Friday, July 04, 2008

Senator No

It was reported today that "Senator No" -- Jesse Helms -- died. I certainly won't pretend that that is sad news to me. As the Charlotte Observer said, Helms dead at 86:

[Helms] served three decades in the Senate before retiring in 2003. He was a figure seven presidents couldn't always agree with but could rarely ignore.

To admirers, Helms was a man of principle who stood for conservative values even when he stood alone. Supporters didn't always agree with him. But they knew where he stood.

Critics knew, too. To them he was a cynical manipulator who oversimplified issues, supported right-wing dictators and built a half-century career on race-baiting, polarizing politics.

His death comes months after he published a memoir in which he sought to define his legacy and soften his image. He acknowledged mistakes in his early opposition to AIDS funding but said he never advocated segregation or used race as a political wedge, a claim critics found disingenuous.
Although he later tried to deny the charges, Helms was a career bigot. As the article observes:

Helms' campaigns divided North Carolinians. He used homosexuality, school prayer, race and other “hot button” issues to separate himself from his opponents.

A 1990 ad accused Democratic opponent Gantt of taking money from gays. Another showed a pair of white hands crumpling a job rejection letter as a voice says, “You needed that job, but they had to give it to a minority.”

Analysts such as Kathleen Hall Jamieson, dean of the University of Pennsylvania's Annenberg School for Communication, called the ad “a textbook illustration of how to play on racial fears,” and said Helms “took targeted, fear-based appeals toward other groups to a new high.”

The true nature of the man is best seen in his own words. Via AmericaBlog, a few gems that give a hint of his soul:
As an aide to the 1950 Senate campaign of North Carolina Republican candidate Willis Smith, Helms reportedly helped create attack ads against Smith's opponent, including one which read: 'White people, wake up before it is too late. Do you want Negroes working beside you, your wife and your daughters, in your mills and factories? Frank Graham favors mingling of the races.' Another ad featured photographs Helms himself had doctored to illustrate the allegation that Graham's wife had danced with a black man. (The News and Observer, 8/26/01; The New Republic, 6/19/95; The Observer, 5/5/96; Hard Right: The Rise of Jesse Helms, by Ernest B. Furgurson, Norton, 1986)

* * * *
Of civil rights protests Helms wrote, "The Negro cannot count forever on the kind of restraint that's thus far left him free to clog the streets, disrupt traffic, and interfere with other men's rights." (WRAL-TV commentary, 1963) He also wrote, "Crime rates and irresponsibility among Negroes are a fact of life which must be faced." (New York Times, 2/8/81)

* * * *
Over the years Helms has declared homosexuality "degenerate," and homosexuals "weak, morally sick wretches." (Newsweek, 12/5/94) In a tirade highlighting his routine opposition to AIDS research funding, Helms lashed out at the Kennedy-Hatch AIDS bill in 1988: "There is not one single case of AIDS in this country that cannot be traced in origin to sodomy." (States News Service, 5/17/88)
Of course, there is also the irony in his dying on the 4th of July. I didn't think anything of it until I read this piece about Helms' death, Conservative Icon Former Senator Jesse Helms Dead At 86, which notes:
Former Sen. Jesse Helms, who built a career along the fault lines of racial politics and battled liberals, Communists and the occasional fellow Republican during 30 conservative years in Congress, died on the Fourth of July.

He was 86.

"It's just incredible that he would die on July 4, the same day of the Declaration of Independence and the same day that Thomas Jefferson and John Adams died, and he certainly is a patriot in the mold of those great men," said former North Carolina GOP Rep. Bill Cobey, the chairman of The Jesse Helms Center in Wingate, N.C.

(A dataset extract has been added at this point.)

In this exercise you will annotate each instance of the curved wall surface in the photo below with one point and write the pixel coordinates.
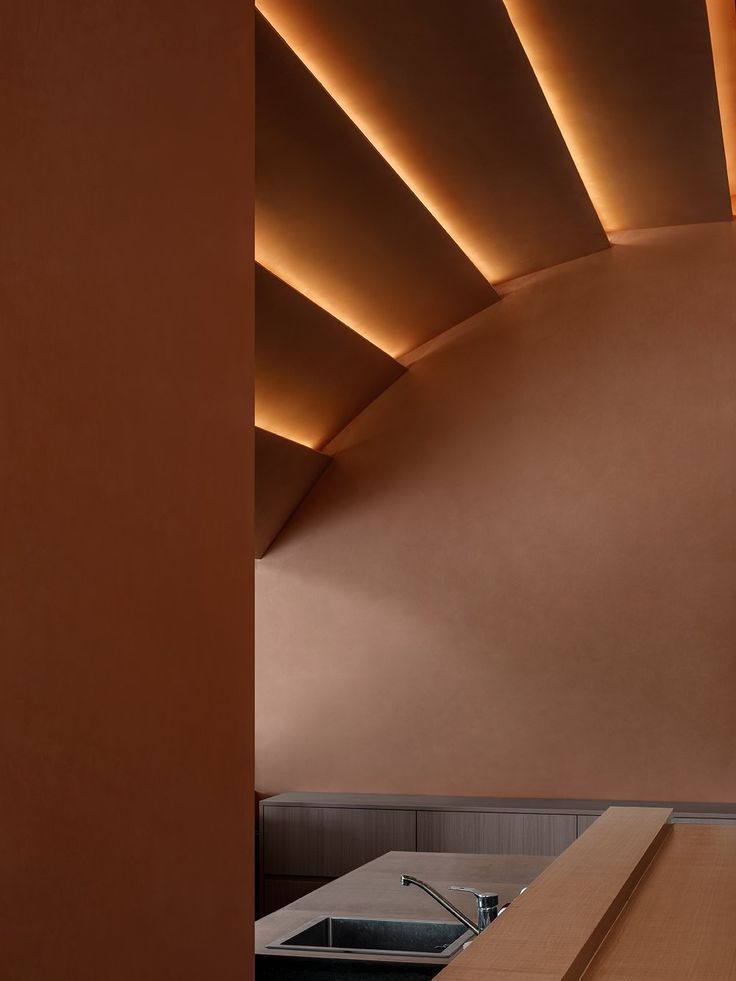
(518, 577)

Helms died at 1:15 a.m, the center said. He died in Raleigh of natural causes, said former chief of staff Jimmy Broughton.

After reading that, it hit me. There is no way the man died on the 4th. He died before midnight & they waited awhile before saying anything. The Republicans will lie about their middle name, if given the opportunity. This is just too convenient to be true. A manipulator till the bitter end.

UPDATE (7/5): The obit for Helms in The Guardian provides a good overview of the man who, the paper notes:

To echo this newspaper's memorable comment on the death of William Randolph Hearst, it is hard even now to think of him with charity.

1 comment:

quakerdave said...

I actually owe Sen. Helms a debt of gratitude.

It's because of people like him and Ronald Reagan that I became the pissed-off person I am today.